Popular Science

Neurath, Marie | Inside the Atom

Notify me when similar items are available:

  • RESERVED First edition, first impression of this important work of science illustration by data-visualisation pioneer Marie Neurath (1898-1986).

    Neurath, together with her husband Otto and their colleague Gerd Arntz, was one of the founders of Isotype, a simplified visual method of displaying complex information to the public. First developed in the 1920s, and originally known as the Vienna Method of Pictorial Statistics, the goal of Isotype was ”to cross national and social divides in a time before widespread global communication. To do that, Isotype went back to basics and stripped away all things unnecessary, illogical, or alienating—and in doing so, helped to establish some of the core principles of graphic design. Today, Isotype’s legacy can be seen everywhere from newspapers and textbooks to signage, transit maps, interfaces, and emojis” (Inglis, “Meet Marie Neurath,” AIGA Eye on Design, September 17, 2019).
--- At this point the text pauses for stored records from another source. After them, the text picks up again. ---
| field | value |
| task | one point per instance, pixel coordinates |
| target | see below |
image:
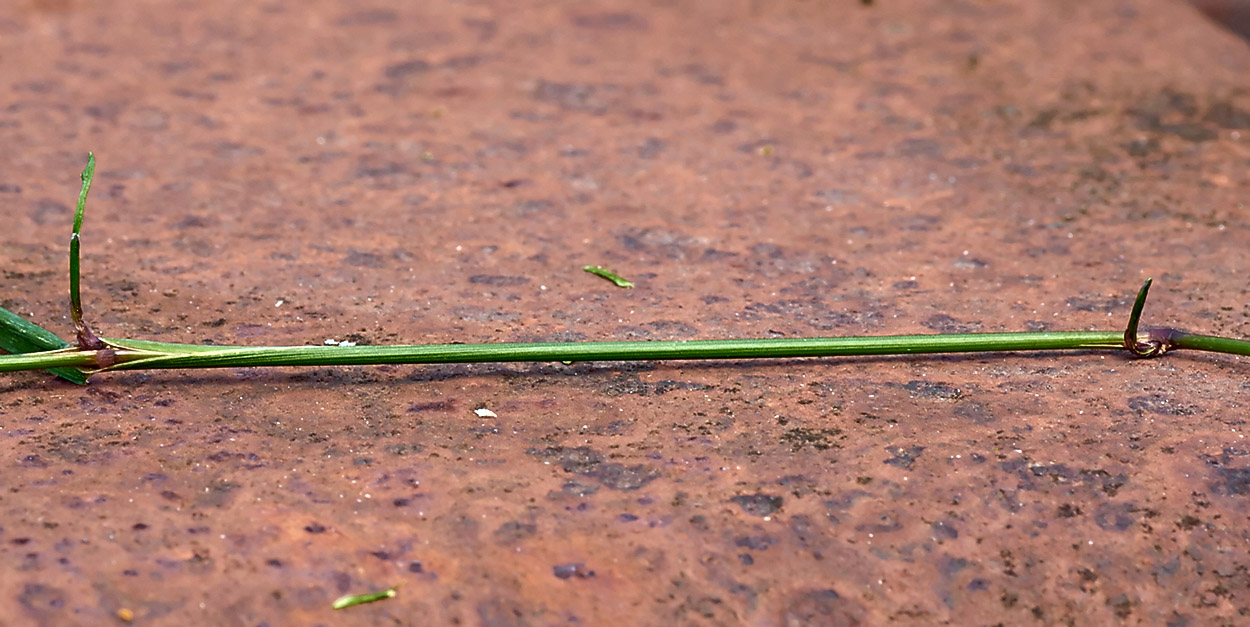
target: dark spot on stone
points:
(368, 18)
(583, 460)
(933, 390)
(1115, 516)
(759, 503)
(1231, 482)
(40, 597)
(821, 607)
(1163, 405)
(838, 197)
(651, 148)
(534, 206)
(48, 211)
(33, 461)
(1069, 511)
(363, 259)
(610, 20)
(885, 523)
(944, 324)
(626, 478)
(918, 148)
(903, 457)
(755, 542)
(406, 69)
(431, 406)
(1190, 131)
(975, 412)
(1228, 116)
(499, 280)
(403, 449)
(1098, 304)
(514, 531)
(568, 571)
(818, 439)
(944, 530)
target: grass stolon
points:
(34, 347)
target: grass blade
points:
(356, 600)
(20, 336)
(609, 275)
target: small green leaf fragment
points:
(356, 600)
(609, 275)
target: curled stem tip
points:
(86, 340)
(1154, 345)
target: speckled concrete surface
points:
(279, 172)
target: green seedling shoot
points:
(33, 347)
(609, 275)
(359, 600)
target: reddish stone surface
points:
(280, 172)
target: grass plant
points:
(33, 347)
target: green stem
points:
(85, 337)
(1174, 339)
(20, 336)
(136, 354)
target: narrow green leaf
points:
(609, 275)
(356, 600)
(20, 336)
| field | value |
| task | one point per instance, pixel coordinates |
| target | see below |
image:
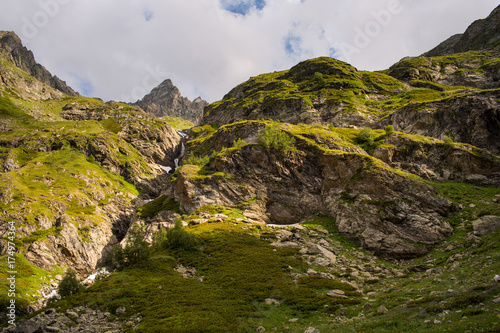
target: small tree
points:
(176, 238)
(137, 248)
(366, 136)
(448, 141)
(239, 143)
(69, 284)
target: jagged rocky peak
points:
(480, 35)
(166, 100)
(12, 47)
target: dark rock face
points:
(166, 100)
(472, 119)
(480, 35)
(11, 45)
(383, 209)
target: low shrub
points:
(176, 238)
(70, 285)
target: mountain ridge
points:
(314, 199)
(166, 100)
(11, 44)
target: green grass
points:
(178, 123)
(476, 201)
(240, 271)
(161, 203)
(29, 279)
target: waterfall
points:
(183, 151)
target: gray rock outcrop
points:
(11, 45)
(166, 100)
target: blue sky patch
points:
(242, 7)
(293, 45)
(148, 15)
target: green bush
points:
(448, 141)
(201, 160)
(136, 250)
(69, 284)
(366, 136)
(176, 238)
(318, 76)
(239, 143)
(272, 137)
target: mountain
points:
(480, 35)
(166, 100)
(316, 199)
(71, 168)
(12, 49)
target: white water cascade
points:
(183, 151)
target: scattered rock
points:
(188, 272)
(336, 293)
(272, 301)
(120, 311)
(486, 224)
(311, 330)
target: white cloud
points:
(120, 49)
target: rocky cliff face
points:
(72, 168)
(166, 100)
(12, 48)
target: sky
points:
(121, 49)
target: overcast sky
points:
(121, 49)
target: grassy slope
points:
(241, 270)
(337, 84)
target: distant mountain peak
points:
(12, 47)
(482, 34)
(166, 100)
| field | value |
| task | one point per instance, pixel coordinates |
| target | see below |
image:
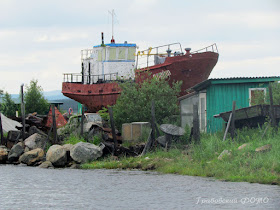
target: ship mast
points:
(113, 14)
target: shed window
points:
(257, 96)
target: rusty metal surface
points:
(189, 69)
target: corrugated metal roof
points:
(235, 80)
(118, 45)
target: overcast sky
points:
(42, 39)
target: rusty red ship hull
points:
(190, 68)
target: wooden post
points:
(1, 132)
(147, 145)
(272, 114)
(153, 124)
(196, 132)
(113, 129)
(82, 120)
(54, 124)
(228, 124)
(22, 113)
(232, 127)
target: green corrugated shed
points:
(220, 93)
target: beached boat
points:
(105, 65)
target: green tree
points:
(8, 106)
(1, 94)
(34, 99)
(134, 103)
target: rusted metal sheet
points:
(190, 68)
(60, 120)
    Marie Neurath “was a remarkable practitioner” who “researched, calculated, and co-designed nearly every Isotype ever created, from the early days in Vienna in 1925 all the way to when she retired in 1971” (Forrest, “The Missing Legacy of Marie Neurath,” MediumJanuary 20, 2020). She described her role as that of the “Transformer” of data, writing that “From the data given in words and figures, a way has to be found to extract the essential facts and put them into picture form. It is the responsibility of the transformer to understand the data, to get all necessary information from the expert, to decide what is worth transmitting to the public, how to make it understandable, how to link it with general knowledge or with information already given in other charts. In this sense, the transformer is the trustee of the public” (Neurath, The Transformer, 2009).

    Marie continued the work after Otto’s death in 1945, becoming best known for the series of children’s books she published over the next twenty years. “In children’s educational books Marie found an ideal place to put Isotype’s methods into practice. Young readers were more engaged by pictures than words, and this focus on the visual meant these books were easily translated and published abroad, fulfilling Isotype’s original aims of being truly international” (Inglis).

  • London: Max Parrish, Isotype. Printed by Graphic Reproductions Ltd., 1956.

    Quarto. Original red cloth-patterned boards, titles to spine and upper board, and crystal design to upper board gilt. 3-colour offset lithography. Corners bumped, spine rolled, boards darkened corresponding to jacket chips, contents toned with occasional small spots, spotting to edges of text block. A good copy in the dulled and marked jacket with chips from the corners and ends of the spine, and a closed tear running halfway up the spine panel.